In the last post, we talked about 2012 — the year deep learning stopped being an academic curiosity and started winning. But before we can appreciate why that moment mattered, we need to understand what these networks actually do, mechanically, when you feed them a number. Not the hand-wavy "it's like a brain" version. The actual math, the actual shapes, the actual reason a stack of matrix multiplications can approximate almost any function you throw at it.
So let's go back to the simplest possible neural network — one that isn't even really a network yet — and build up from there.
The perceptron: one line, one decision
Strip away everything, and a perceptron does exactly one thing: it draws a straight line (or a plane, or a hyperplane, depending on dimension) and asks which side are you on?
Given an input vector x and a weight vector w, the perceptron computes:
ŷ = sign(w · x)
That's the whole model. Multiply, sum, check the sign. If w · x is positive, predict one class; if negative, predict the other.
The geometry here is worth sitting with, because it explains both the perceptron's power and its ceiling. The equation w · x = 0 defines a hyperplane, and w is the vector perpendicular to that hyperplane. For any point not sitting exactly on the boundary, w · x is proportional to that point's signed distance from it — positive on one side, negative on the other. The perceptron isn't doing anything conceptually deep; it's just measuring which side of a line you fell on and reporting the sign.
This is also exactly why a single perceptron cannot solve XOR. Plot the four XOR points and you'll see the two classes sitting diagonally opposite each other — there is no single straight line that separates them. The perceptron's decision boundary is always a hyperplane, no matter how you tune the weights, so a problem like XOR is simply out of reach for it. This limitation, formalized in Minsky and Papert's 1969 book Perceptrons, is a big part of why AI research funding dried up for most of the 1970s — the "AI winter" wasn't caused by hype dying naturally, it was caused by a proof that the simplest version of this idea had a hard ceiling.
From one decision to a network of decisions
The fix turns out to be almost embarrassingly simple: stack more of them, and swap the sign function for something smoother.

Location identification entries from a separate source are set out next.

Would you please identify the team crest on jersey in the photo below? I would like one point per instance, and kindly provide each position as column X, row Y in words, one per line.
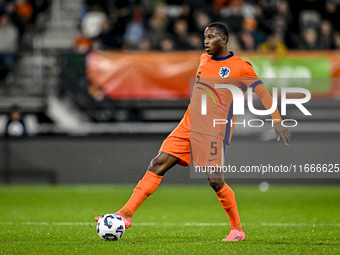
column 224, row 72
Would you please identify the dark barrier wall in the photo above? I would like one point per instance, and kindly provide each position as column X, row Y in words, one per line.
column 124, row 159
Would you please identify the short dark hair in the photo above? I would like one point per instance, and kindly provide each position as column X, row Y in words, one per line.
column 221, row 27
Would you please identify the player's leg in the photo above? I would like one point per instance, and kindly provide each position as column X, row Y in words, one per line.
column 209, row 152
column 227, row 199
column 149, row 183
column 174, row 150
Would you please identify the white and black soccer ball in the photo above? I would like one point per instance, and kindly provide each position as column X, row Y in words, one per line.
column 110, row 227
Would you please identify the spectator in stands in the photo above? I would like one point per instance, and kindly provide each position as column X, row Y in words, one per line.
column 247, row 41
column 134, row 31
column 195, row 41
column 181, row 33
column 232, row 15
column 336, row 41
column 144, row 45
column 8, row 44
column 25, row 10
column 108, row 37
column 201, row 21
column 331, row 12
column 309, row 40
column 273, row 44
column 15, row 19
column 92, row 22
column 157, row 27
column 81, row 43
column 15, row 126
column 167, row 44
column 325, row 35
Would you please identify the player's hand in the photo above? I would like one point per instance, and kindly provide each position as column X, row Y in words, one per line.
column 282, row 132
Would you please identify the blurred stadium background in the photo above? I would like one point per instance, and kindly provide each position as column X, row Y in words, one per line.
column 89, row 89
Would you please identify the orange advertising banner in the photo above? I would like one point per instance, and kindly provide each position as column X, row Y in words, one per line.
column 143, row 75
column 166, row 75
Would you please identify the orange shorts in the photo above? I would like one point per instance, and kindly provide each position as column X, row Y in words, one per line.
column 206, row 150
column 177, row 144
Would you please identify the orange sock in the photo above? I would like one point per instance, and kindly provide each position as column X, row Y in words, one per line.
column 227, row 199
column 145, row 187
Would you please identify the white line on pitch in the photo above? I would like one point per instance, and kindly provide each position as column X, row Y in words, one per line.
column 188, row 224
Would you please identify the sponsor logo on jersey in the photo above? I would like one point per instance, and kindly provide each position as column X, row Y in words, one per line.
column 224, row 72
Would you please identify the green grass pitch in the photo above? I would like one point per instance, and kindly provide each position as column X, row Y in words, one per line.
column 174, row 220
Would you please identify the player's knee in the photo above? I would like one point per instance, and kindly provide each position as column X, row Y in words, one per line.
column 158, row 165
column 216, row 183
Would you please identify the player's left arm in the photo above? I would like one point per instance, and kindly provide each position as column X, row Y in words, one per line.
column 250, row 79
column 267, row 101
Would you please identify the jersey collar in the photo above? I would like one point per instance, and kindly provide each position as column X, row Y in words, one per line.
column 221, row 59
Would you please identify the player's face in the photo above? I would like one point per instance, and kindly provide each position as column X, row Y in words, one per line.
column 214, row 41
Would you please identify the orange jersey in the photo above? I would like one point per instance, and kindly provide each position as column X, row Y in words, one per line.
column 218, row 102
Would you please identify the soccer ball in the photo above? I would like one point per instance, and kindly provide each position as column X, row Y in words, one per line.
column 110, row 227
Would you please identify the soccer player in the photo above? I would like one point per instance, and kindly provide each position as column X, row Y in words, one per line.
column 195, row 138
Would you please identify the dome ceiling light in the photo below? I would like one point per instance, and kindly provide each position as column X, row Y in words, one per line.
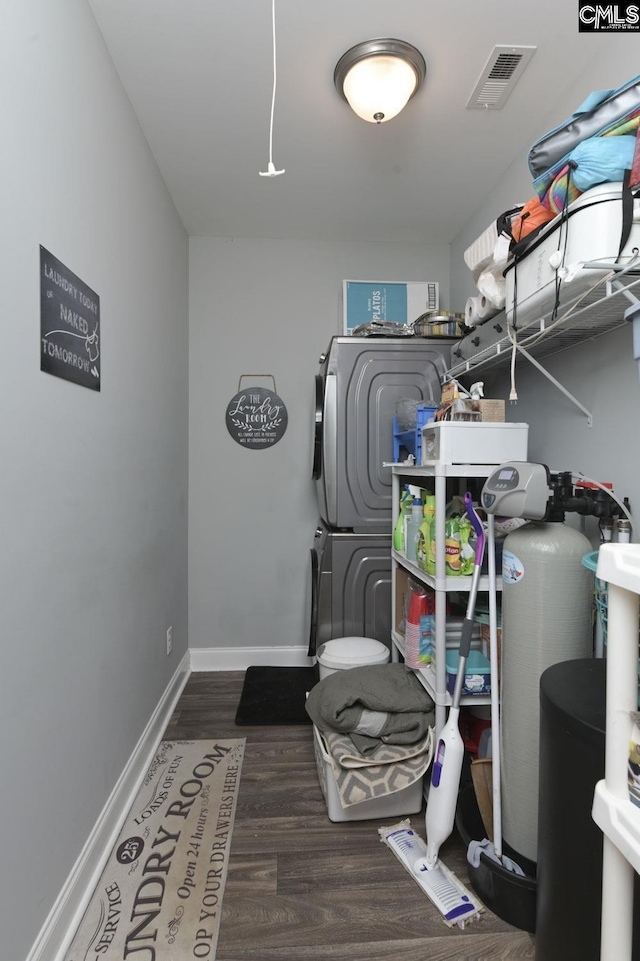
column 377, row 78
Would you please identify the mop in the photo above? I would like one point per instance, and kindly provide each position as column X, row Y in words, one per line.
column 493, row 848
column 456, row 904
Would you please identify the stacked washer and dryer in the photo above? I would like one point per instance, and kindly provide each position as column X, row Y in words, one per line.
column 358, row 386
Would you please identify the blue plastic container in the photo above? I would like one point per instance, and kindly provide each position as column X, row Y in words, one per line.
column 477, row 673
column 411, row 440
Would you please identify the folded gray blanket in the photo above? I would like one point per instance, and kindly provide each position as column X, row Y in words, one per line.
column 375, row 704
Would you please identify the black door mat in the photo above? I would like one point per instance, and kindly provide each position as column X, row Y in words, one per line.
column 275, row 695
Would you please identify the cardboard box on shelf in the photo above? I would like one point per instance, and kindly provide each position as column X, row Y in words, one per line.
column 400, row 302
column 492, row 411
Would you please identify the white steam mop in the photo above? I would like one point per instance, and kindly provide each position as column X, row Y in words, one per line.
column 456, row 904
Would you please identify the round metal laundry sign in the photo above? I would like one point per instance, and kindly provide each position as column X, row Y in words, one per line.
column 256, row 418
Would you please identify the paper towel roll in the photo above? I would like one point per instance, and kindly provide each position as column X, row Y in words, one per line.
column 477, row 310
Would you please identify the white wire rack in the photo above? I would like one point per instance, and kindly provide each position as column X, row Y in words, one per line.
column 584, row 318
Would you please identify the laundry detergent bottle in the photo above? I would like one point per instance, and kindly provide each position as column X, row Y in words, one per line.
column 406, row 502
column 424, row 531
column 412, row 526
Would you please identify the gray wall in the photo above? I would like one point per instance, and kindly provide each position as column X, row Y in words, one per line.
column 601, row 374
column 265, row 306
column 93, row 485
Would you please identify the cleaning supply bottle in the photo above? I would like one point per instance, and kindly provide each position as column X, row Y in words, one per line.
column 406, row 500
column 424, row 531
column 412, row 526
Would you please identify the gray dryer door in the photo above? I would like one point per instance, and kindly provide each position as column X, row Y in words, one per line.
column 357, row 392
column 352, row 587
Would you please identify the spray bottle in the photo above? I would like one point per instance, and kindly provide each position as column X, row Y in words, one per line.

A multi-layer perceptron (MLP) takes the same building block — weighted sum, then a function applied to it — and arranges many of them into layers. An input layer supplies the raw data, one or more hidden layers transform it, and an output layer produces the final prediction. Each hidden neuron receives a weighted sum of everything in the previous layer, applies a non-linearity, and passes the result forward.
That non-linearity is not optional decoration — it's the entire reason depth matters. Here's the argument: if every layer were purely linear, then a three-layer network would compute
ŷ = W₃(W₂(W₁x)) = (W₃W₂W₁)x
and W₃W₂W₁ is just... another matrix. Multiply as many linear layers together as you like, and you still only get a single linear transformation. Depth would be a complete waste of compute. The non-linear activation function sandwiched between each linear step is what stops this collapse from happening and gives depth an actual reason to exist.

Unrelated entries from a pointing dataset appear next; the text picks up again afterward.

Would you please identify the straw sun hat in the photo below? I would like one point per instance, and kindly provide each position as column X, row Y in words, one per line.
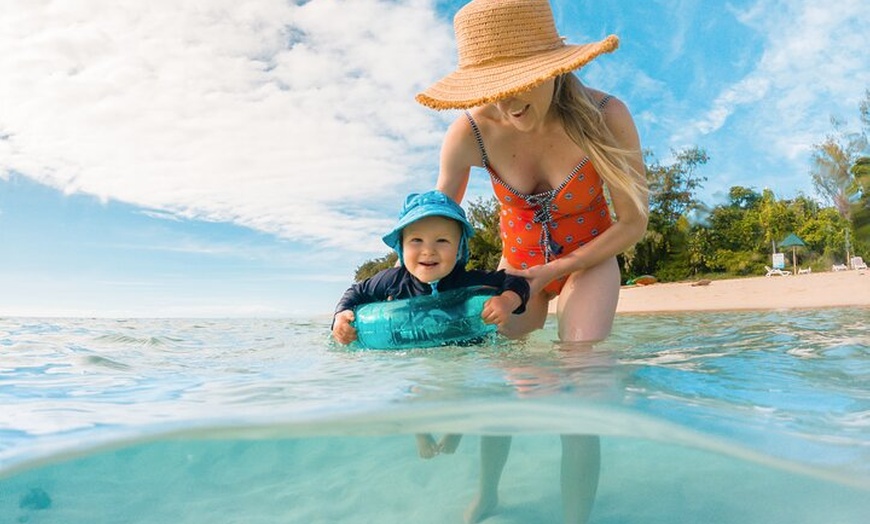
column 506, row 47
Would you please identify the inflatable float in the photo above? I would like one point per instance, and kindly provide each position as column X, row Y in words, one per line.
column 450, row 317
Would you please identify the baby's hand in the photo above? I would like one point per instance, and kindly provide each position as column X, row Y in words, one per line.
column 497, row 310
column 342, row 331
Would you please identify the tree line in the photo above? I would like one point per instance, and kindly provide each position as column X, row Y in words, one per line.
column 688, row 239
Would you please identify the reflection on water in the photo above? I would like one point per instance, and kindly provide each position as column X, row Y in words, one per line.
column 750, row 417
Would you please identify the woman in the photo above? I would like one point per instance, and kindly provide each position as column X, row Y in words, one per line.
column 550, row 146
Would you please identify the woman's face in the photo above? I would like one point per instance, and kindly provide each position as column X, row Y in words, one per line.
column 528, row 110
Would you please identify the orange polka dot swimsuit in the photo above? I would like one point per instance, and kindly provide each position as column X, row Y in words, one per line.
column 538, row 228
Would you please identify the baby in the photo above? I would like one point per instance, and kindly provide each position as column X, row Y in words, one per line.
column 431, row 239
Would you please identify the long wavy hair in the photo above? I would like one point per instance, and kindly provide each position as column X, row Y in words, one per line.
column 584, row 123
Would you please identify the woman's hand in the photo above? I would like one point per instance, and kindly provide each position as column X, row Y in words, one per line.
column 497, row 310
column 537, row 276
column 342, row 331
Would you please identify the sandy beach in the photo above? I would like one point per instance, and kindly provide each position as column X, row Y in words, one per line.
column 814, row 290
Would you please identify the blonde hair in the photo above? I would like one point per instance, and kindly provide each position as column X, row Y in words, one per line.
column 584, row 123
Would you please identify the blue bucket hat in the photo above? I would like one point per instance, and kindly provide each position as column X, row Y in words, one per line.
column 431, row 203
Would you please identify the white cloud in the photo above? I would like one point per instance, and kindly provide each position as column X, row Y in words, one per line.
column 814, row 63
column 265, row 113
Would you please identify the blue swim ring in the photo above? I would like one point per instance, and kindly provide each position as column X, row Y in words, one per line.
column 449, row 317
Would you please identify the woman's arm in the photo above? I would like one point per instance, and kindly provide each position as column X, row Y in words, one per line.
column 458, row 153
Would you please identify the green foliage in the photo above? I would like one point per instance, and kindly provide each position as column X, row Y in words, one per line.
column 485, row 245
column 370, row 267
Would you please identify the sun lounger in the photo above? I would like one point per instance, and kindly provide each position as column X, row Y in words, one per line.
column 775, row 272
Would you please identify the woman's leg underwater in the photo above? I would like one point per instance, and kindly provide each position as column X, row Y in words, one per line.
column 493, row 456
column 587, row 306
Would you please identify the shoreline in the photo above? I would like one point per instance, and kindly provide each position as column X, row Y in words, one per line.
column 849, row 288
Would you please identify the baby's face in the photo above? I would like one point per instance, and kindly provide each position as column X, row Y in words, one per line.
column 429, row 247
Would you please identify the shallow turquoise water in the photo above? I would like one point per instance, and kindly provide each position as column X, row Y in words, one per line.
column 731, row 418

Picking a non-linearity: sigmoid, tanh, ReLU
Not all activation functions are created equal, and the field's history is basically a story of people discovering why their current favorite has a problem, and fixing it.
Sigmoid was the first popular choice — an S-shaped curve squashing everything into (0, 1), with a conveniently simple derivative: f(x)(1 − f(x)). The catch is that this derivative maxes out at just 0.25, and collapses toward zero the moment you move more than a few units away from 0. The function saturates.
Tanh is sigmoid's cousin, squashing into (−1, 1) instead, with the nice property of being zero-centered — which tends to produce better-behaved gradients downstream. But it saturates too, for the same structural reason.
ReLU (rectified linear unit) is almost insultingly simple: max(0, x). No exponentials, dirt cheap to compute, and its derivative is either exactly 1 (for positive inputs) or exactly 0 (for negative ones). No saturation on the positive side, ever. This is the default choice for hidden layers in most modern architectures — not because it's clever, but because it doesn't get in its own way.
Watching data actually move through the network
Let's make this concrete instead of abstract. Take a tiny network: 3 inputs, one hidden layer with 2 ReLU neurons, one sigmoid output neuron.
x = [1, 2, 3]
W1 = [ 0.1 0.2 -0.1 ] b1 = [ 0.1 ]
[ 0.3 -0.2 0.05] [-0.1 ]
W2 = [ 0.5 -0.3 ] b2 = [ 0.2 ]
Hidden pre-activation, z1 = W1·x + b1:
z1[0] = 0.1(1) + 0.2(2) - 0.1(3) + 0.1 = 0.3
z1[1] = 0.3(1) - 0.2(2) + 0.05(3) - 0.1 = -0.05
Apply ReLU — the negative value gets clipped to zero, no exceptions:
a1 = [0.3, 0]
Output pre-activation, z2 = W2·a1 + b2:
z2 = 0.5(0.3) + (-0.3)(0) + 0.2 = 0.35
Apply sigmoid:
ŷ = 1 / (1 + e^-0.35) ≈ 0.587
That's it — that's the entire forward pass. Linear combination, non-linearity, linear combination, non-linearity, prediction. Everything a feedforward network does, at any scale, is this pattern repeated more times with bigger matrices.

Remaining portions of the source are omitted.